No change was made in the law concerning labor in canneries in 1914. As in the previous year, the Industrial Board granted, on the same conditions as in 1913, permits for a 66-hour week and a 12-hour day for women 18 years of age and upward during the period from June 25 to August 5. Permits were granted to 69 different firms, operating 101 separate plants. These plants were distributed in 22 counties and 90 localities.

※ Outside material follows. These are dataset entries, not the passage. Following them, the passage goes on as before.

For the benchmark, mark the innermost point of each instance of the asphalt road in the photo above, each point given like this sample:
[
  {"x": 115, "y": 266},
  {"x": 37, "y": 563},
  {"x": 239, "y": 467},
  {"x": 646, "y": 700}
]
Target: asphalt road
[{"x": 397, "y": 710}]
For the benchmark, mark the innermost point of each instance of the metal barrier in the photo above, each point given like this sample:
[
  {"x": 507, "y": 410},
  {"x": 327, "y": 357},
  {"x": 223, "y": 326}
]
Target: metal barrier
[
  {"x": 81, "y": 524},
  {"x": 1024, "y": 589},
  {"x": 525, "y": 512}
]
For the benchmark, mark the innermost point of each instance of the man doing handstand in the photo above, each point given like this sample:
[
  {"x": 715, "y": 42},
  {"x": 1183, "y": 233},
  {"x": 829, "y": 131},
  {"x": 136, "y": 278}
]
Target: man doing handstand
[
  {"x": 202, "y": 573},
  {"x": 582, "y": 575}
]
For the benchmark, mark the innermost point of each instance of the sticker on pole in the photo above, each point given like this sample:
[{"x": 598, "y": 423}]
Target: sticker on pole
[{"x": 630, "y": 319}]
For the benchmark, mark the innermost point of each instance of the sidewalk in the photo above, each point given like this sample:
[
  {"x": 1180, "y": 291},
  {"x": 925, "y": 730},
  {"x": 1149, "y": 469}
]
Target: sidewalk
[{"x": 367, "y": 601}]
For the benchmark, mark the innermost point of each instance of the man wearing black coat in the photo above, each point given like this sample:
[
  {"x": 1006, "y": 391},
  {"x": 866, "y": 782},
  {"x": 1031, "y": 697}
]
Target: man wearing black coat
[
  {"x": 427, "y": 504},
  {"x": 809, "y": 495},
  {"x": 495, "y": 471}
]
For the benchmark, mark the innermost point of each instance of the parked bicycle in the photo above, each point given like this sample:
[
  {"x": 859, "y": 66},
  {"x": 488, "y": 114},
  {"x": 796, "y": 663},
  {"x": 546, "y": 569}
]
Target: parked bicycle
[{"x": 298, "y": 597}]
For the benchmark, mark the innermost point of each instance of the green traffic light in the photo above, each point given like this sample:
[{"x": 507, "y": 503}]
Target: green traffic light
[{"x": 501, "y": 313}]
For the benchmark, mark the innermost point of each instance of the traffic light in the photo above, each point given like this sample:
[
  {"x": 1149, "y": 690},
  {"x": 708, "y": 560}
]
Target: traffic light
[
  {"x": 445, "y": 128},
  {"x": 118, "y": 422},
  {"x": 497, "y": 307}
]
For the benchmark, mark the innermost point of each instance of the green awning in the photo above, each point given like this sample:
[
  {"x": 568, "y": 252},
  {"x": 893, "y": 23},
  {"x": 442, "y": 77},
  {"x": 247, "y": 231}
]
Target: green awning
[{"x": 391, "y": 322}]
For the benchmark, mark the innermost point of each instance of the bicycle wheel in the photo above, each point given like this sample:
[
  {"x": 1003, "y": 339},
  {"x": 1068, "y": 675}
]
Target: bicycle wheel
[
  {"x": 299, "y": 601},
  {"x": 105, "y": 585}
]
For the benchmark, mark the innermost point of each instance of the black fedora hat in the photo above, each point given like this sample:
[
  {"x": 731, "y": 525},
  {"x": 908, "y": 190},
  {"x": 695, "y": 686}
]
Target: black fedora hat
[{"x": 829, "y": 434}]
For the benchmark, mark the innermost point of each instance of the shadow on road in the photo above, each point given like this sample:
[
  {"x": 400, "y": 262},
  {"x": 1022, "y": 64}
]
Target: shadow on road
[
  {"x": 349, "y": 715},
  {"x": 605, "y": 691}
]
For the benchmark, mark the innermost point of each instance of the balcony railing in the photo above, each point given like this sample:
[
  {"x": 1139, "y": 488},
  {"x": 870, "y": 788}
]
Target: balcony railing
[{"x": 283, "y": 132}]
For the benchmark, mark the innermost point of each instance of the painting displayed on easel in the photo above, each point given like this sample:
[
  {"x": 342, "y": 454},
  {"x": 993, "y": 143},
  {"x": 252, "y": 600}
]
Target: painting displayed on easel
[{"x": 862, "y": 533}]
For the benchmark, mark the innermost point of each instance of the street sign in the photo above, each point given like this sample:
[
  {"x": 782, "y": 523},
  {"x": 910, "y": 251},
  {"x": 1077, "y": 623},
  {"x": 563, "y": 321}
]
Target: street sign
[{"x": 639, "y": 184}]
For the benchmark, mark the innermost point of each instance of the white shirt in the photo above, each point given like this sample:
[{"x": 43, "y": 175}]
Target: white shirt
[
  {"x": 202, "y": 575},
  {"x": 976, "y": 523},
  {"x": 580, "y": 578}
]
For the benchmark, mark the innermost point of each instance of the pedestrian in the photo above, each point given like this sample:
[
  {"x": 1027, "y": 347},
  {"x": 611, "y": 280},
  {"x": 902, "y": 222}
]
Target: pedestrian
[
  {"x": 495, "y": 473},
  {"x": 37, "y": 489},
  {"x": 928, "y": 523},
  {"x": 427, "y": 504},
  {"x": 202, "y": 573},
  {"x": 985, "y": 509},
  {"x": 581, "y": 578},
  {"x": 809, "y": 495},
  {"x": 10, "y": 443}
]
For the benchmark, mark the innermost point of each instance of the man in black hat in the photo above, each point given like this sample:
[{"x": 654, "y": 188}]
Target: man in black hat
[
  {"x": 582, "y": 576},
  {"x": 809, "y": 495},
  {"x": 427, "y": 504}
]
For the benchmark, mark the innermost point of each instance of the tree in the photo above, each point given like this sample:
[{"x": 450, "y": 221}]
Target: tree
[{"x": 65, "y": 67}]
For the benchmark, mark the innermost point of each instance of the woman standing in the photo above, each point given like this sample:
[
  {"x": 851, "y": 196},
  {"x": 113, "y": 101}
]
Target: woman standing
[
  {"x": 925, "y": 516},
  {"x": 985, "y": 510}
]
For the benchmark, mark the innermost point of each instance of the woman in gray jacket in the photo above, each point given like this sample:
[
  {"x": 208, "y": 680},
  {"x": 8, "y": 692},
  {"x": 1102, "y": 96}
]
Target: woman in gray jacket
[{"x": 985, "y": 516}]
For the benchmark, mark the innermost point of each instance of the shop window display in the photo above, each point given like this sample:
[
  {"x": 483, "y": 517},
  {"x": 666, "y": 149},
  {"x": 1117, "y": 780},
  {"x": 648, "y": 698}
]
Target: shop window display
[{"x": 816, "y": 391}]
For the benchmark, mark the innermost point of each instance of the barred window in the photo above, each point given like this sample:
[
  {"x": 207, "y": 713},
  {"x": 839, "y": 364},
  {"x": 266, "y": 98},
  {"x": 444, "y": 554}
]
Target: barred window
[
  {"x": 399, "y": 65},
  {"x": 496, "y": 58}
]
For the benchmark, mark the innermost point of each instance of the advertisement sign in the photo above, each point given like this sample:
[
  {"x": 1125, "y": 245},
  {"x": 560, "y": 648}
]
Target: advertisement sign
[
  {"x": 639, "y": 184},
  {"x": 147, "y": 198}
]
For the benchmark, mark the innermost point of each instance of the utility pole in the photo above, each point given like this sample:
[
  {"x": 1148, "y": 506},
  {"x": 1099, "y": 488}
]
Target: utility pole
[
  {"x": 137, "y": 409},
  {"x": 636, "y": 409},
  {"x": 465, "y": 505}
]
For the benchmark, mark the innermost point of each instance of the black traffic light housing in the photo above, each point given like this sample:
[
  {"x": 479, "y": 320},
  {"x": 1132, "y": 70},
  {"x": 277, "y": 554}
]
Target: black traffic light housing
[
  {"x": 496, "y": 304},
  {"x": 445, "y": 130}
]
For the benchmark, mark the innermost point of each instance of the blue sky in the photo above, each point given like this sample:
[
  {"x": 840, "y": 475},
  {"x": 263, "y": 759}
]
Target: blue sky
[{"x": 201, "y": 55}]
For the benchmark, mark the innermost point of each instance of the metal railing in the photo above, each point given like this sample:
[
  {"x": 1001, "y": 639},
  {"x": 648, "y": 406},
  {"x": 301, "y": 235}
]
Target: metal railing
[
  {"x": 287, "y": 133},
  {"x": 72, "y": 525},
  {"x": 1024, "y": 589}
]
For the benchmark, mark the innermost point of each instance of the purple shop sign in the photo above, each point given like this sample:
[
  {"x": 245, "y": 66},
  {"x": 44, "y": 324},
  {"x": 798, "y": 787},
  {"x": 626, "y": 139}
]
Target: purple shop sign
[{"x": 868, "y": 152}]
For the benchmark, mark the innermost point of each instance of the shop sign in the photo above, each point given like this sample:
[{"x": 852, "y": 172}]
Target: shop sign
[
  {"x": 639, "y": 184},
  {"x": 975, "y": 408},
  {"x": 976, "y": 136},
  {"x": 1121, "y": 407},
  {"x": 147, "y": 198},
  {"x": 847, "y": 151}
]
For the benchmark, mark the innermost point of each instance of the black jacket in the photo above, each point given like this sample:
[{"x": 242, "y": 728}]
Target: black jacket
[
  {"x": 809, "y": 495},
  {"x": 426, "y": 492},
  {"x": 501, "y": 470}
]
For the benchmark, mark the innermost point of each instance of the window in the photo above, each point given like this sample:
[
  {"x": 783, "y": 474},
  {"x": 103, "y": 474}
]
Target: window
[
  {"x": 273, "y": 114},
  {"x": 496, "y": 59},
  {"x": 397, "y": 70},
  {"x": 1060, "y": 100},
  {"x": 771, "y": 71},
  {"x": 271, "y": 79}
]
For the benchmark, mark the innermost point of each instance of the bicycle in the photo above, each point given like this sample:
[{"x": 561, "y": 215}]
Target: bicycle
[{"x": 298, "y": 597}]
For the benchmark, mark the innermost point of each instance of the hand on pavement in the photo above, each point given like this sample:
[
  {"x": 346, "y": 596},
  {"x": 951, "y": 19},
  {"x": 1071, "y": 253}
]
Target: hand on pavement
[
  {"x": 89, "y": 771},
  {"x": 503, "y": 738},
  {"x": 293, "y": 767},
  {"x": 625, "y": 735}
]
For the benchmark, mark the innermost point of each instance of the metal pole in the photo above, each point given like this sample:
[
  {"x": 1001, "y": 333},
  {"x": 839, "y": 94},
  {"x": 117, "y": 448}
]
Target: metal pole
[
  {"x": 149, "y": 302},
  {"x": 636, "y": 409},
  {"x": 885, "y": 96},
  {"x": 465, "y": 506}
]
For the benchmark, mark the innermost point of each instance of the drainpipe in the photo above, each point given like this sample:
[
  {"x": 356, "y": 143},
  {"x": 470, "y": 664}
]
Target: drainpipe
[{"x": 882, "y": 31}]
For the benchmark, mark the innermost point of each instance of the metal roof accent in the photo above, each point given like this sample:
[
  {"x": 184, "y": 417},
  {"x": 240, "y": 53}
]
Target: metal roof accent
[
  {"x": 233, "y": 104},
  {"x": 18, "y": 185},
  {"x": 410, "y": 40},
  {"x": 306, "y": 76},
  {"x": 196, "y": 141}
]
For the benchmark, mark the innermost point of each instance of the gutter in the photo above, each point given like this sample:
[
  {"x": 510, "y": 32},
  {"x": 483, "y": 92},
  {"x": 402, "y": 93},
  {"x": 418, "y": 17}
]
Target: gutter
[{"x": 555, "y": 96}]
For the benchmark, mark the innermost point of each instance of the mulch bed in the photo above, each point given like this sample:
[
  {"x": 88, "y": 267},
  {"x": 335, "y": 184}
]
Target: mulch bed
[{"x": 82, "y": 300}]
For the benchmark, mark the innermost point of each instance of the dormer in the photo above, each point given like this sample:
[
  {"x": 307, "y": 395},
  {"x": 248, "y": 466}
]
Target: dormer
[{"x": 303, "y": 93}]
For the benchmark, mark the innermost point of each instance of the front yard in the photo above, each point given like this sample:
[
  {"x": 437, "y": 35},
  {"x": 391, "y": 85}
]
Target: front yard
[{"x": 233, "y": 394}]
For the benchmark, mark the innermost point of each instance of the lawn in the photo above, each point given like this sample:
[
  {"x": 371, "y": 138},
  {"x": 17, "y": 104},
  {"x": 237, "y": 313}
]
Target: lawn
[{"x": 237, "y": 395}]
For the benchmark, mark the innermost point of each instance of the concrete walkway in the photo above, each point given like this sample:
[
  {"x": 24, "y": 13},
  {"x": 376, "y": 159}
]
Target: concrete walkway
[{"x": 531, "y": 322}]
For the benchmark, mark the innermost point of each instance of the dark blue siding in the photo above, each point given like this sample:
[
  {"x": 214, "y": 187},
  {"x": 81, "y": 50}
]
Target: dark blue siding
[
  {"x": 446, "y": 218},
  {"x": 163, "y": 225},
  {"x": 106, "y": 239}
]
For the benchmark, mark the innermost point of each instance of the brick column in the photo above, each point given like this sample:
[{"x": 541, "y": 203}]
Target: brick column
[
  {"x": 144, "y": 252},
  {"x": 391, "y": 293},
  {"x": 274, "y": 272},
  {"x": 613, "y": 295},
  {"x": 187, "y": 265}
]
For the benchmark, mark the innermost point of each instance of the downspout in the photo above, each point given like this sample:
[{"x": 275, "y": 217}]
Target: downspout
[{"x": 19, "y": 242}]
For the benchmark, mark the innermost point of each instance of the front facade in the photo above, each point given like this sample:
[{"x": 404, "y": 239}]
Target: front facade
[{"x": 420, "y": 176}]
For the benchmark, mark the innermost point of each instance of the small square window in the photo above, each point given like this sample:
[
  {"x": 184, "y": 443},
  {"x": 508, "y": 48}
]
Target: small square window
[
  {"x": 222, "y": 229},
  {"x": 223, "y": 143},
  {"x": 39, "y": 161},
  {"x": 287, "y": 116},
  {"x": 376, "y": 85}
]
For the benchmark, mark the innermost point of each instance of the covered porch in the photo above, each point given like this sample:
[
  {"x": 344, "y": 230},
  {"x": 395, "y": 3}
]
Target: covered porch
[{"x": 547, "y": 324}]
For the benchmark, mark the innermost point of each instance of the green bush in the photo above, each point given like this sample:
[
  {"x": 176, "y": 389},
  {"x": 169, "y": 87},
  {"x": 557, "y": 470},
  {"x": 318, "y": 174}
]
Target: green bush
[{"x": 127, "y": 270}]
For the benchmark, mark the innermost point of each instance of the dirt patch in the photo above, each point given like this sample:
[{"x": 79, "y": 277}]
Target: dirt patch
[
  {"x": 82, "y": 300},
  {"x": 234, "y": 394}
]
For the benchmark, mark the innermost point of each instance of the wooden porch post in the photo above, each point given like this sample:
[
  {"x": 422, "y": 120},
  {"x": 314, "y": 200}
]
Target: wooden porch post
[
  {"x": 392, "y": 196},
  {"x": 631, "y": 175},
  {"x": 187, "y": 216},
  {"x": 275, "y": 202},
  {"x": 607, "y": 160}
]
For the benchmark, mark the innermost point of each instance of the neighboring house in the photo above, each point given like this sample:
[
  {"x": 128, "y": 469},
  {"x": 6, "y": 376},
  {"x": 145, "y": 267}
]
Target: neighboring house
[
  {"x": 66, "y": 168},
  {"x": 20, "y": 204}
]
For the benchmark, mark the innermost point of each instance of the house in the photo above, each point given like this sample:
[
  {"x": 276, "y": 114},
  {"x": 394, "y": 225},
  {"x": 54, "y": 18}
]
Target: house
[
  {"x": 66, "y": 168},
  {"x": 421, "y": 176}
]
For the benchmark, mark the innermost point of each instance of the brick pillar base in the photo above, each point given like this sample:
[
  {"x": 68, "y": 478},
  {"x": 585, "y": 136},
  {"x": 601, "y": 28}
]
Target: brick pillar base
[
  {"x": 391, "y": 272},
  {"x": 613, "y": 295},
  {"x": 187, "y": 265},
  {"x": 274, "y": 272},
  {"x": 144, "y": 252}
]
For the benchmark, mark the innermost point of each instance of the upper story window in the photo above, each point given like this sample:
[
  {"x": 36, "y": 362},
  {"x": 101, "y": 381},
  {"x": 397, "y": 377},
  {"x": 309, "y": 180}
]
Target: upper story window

As a result of the special attention paid to cannery inspection in 1914, numerous violations of the conditions upon which the permits were issued were discovered. In 14 plants, females were reported by inspectors to be working in excess of 12 hours per day. Of these, 4 had employed females in excess of 66 hours per week and 1 more than 6 days in the week. A number of violations as to the closing hour for female workers were also discovered. The permit, while granting a 12-hour day, did not alter the provisions of section 77 of the Labor Law which forbids females under 21 years of age from working in factories later than 9 P. M., nor the provisions of section 93-b which forbids women of any age from working later than 10 P. M. Such violations were discovered in 16 of the plants to which permits had been granted. In 10 of these, women over 21 years of age had been employed later than 10 P. M. and in 6, females under 21 years had been employed later than 9 P. M. In 3 of the plants to which permits had been granted females between 16 and 18 years of age were discovered working more than 10 hours a day in violation of section 78 of the Labor Law. The permit carried, of course, no exemption whatever for females under 18 years

of age.

The permit specifically provided that the 12-hour day should not apply to females employed in labeling or in packing cans. This was on the ground that such work was not a part of the canning process proper, and that since no question of perishability was involved no extension of the working hours was advisable. Accordingly, the usual hours (9 per day and 54 per week) applied. Violation of these hours on such work was reported in 2 plants to which permits had been granted. Similarly, the condition that slat platforms be provided on all floors which could not be kept entirely free from liquids where females were employed was violated in 3 plants to which permits had been granted. An inspector reported that at one plant which had no permit but in which such platforms had been provided, the females refused to use them and stood on the wet floor. The reason given by one female for not standing upon the platform was that she was afraid of slipping off and twisting her ankle. In another plant, it was reported that such platforms were not practicable because of the constant passing of trucks.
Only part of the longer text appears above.